I learned that success was a journey, not a destination
I might make the cut to get on the team, but that does not necessarily mean I would be on the court as one of the starting five. In the hallway, my name was on the bulletin board. I had made the cut and now my name was on the team roster. However, I would not be happy until my name was on the starters list and eventually in our weekly paper. This reminds me of the story of James and John in Mark 10:35-40. They made the cut and became apostles, but were not satisfied at that level. They now wanted the best seats at the table, beside Jesus. Every success presents to us a new set of challenges.
I learned that failure does not have to be final
Maybe I did not make the cut every time and land a place on every team, but there are other sports, in other seasons, that will give me opportunity to excel.
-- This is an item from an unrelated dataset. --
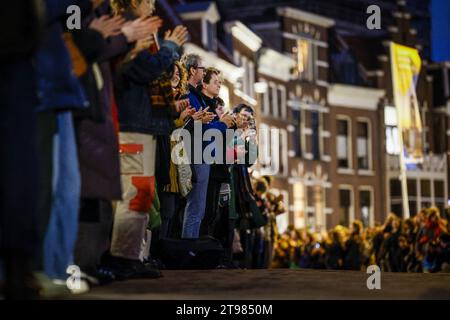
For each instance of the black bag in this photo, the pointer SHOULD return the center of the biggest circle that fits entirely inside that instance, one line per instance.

Another bulletin board later may inform me and my colleagues, that I made the cut. When I was a young man, I did not make the cut in football or basketball, but I did make the boxing team. I fought for the championship of Akron Ohio, and was invited to go to the state finals in the Golden Gloves in Columbus. In 1956, I fought in the Novice Division at 116 pounds (oh, for the day).
Let me suggest that the absence of your name on some bulletin board, in some hallway, does not necessary define who you are. Maybe you cannot sing well, but you make a great teacher. Maybe you cannot sing or teach, but your strength is in preaching. I think you get the point.
Nobody is good at everything, but everybody is gifted by God and can be a starter at something.
Please do not think that the bulletin board syndrome is reserved for the young or the lost. Remember the story of James and John. They were two preachers who had become apostles, but were checking the bulletin board to see if they had the important seats next to Jesus.
The team may change and the bulletin board may take on a different shape but, in most cases, the reason we want to survive the cut is that we still need the significance. The lesson we must learn is that lasting significance never comes from external successes. Our significance is attached to our love for God and our love to our neighbor.
Speaking of making the team, I made the cut back in 1958 when I was saved by the grace of God. Though not an all-star, I have lettered and received a lot of playing time.